Fatiha Sûresi’nde namaz kılan kişi,
“Hamd ve övgü âlemlerin Rabb’i Allah’a mahsustur.’’ (Elhamdülillahi Rabbi’l-Âlemin) dediğinde,
Rabb’i ona seni övülmüş ve en takdir ettiğim kullarımın seviyesine hem dünyada hem ahirette çıkartacağım müjdesini sunar.
Namaz kılan kişi
“O Rahman ve Rahim’dir’’ (er-Rahmanir-Rahim) dediğinde,
Rabbi
O’na sana bütün insanlığı sevgi ve şefkat duyguları içerisinde
kuşatmayı; inanan ve inanmayan ayrımı yapmadan İlahi güzellikleri
gönüllere taşımayı; sayısız nimetleri insanlara ulaştırmayı nasip
eyleyeceğim müjdesini verir. Benim rahmetim, sevgi ve şefkatim bütün
ruhunu saracak; iki cihan saadetine ve rahmetine mazhar olacaksın
müjdesini sunar.
Namaz kılan namaz dostu
“O, hesap günün sahibidir.” (Maliki yevmi’d-din) dediğinde,
Rabb’i
onu hesap gününde hesaba çekmeden önce kendi nefsini hesaba çektiği
için ona cennet, cemalullah ve aşkullah’ın kapılarını açacaktır. Namaz
kılan kişi bu ayette kendisine ikram edilen nimetlerin gerçek sahibinin
Allah olduğunu hatırlayarak kendisine Allah tarafından verilen
nimetlerden dolayı kibir ve gurura kapılmamayı, başkasına ikram edilen
nimetlerden dolayı haset ve kıskançlığa düşmemeyi nasip eyleyerek iki
cihan saadetinin müjdesini kuluna sunar. Kibir ve gururdan temizlenen
kul, şirk ve gururun mana ve sırrını hissedecek; Allah sevgisinde,
cemalullahın zevkinde eriyecektir.
Namaz kılan namaz âşığı,
“Biz yalnız Sana ibadet ederiz ve yalnız Senden yardım dileriz.” (iyyake na’budü ve iyyake nestaîn) dediğinde,
Rabb’i
ona “Ey gönül huzuruna ermiş, tatmin olmuş nefis, sen Rabb’inden razı,
O senden razı olarak dön Rabb’ine! Sen de katıl has kullarımın içine,
gir cennetime!’’
(Fecr 89/27-30)ayetindeki müjdeyi kuluna sunar. Rabb’i o kulun gerçek dostu, o kul da
Rabb’inin gerçek dostu olma şerefine nail olur. Dost dostun divanında
gözyaşı dökerken hakiki dost, dostluk makamında aşkıyla onu tatmin
edecek, selamıyla onu huzura erdirecektir.
Namaz dostu kişi
“Bizleri
doğru yola hidayet et. Kendilerine nimet verdiklerinin yoluna ilet.

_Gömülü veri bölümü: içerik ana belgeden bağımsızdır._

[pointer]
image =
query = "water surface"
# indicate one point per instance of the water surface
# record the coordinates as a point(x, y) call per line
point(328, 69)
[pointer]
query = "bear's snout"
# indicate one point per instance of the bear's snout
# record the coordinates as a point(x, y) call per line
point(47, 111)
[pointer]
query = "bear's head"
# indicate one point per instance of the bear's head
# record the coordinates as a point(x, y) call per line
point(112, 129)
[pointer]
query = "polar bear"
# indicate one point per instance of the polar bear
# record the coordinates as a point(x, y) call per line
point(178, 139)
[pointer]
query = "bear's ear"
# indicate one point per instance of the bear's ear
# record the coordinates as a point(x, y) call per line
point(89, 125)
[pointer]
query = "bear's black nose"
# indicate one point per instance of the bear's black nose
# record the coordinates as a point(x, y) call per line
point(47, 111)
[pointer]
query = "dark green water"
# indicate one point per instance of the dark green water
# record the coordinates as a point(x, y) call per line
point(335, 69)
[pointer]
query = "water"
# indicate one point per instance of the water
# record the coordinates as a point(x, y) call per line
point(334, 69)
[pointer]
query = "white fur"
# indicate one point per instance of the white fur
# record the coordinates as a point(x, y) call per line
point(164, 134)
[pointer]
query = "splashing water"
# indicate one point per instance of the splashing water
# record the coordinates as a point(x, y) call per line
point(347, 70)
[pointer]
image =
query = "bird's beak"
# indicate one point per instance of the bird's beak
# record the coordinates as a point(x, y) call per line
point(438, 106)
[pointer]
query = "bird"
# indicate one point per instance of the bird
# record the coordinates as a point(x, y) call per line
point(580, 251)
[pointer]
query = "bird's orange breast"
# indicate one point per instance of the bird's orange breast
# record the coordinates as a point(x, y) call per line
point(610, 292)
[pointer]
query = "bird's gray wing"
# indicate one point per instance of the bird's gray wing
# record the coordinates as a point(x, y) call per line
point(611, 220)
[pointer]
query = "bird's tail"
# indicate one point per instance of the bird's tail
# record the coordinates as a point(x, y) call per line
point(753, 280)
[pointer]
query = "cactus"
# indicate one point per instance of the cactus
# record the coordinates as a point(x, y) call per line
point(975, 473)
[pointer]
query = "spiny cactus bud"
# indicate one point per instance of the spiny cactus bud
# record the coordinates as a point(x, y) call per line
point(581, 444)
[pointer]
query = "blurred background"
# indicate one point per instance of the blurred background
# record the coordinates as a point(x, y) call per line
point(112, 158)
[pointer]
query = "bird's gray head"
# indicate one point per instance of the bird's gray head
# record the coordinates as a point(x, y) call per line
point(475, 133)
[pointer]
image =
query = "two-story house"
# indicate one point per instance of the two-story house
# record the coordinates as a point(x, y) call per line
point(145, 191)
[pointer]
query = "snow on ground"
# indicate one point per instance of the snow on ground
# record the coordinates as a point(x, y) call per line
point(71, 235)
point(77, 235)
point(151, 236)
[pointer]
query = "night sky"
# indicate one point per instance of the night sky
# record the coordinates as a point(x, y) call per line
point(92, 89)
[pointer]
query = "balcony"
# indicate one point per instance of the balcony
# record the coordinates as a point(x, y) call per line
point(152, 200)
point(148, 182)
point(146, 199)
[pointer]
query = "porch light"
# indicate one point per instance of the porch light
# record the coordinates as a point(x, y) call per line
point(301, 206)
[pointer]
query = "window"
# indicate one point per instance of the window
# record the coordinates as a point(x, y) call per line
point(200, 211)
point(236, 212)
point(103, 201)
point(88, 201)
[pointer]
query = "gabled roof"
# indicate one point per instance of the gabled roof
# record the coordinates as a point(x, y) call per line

Öfkene uğramışların ve sapmışların yoluna iletme.’’ (İhdina’s-sırata’l-müstakîm sıratellezîne en’amte aleyhim ğayri’l-mağdubi aleyhim vela’d-dâllîn) dediğinde,
Rabb’i
kulunu Müslümanların teslimiyetleriyle, mü’minlerin imanlarıyla,
müttakilerin takvalarıyla, ebrarların iyilikleriyle, muhsinlerin
Allah’ı görüyormuşçasına ibadet etme coşkusuyla girdikleri cennetlere
girme müjdesine nail kılar. Rabb’imiz, kalplerimizi doğru yola hidayet
ettikten sonra eğriltme, bize katından bir rahmet ver. Çünkü sen ikram
edenlerin en hayırlısısın
(Âl-i İmran 3/“Ey kalpleri evirip çeviren Rabb’im kalplerimizi dinin üzere sana
ulaştıran her yol üzere sabit kıl.’’ duasıyla cennet, cemalullah ve iki
cihan saadetine kullarını ulaştırır.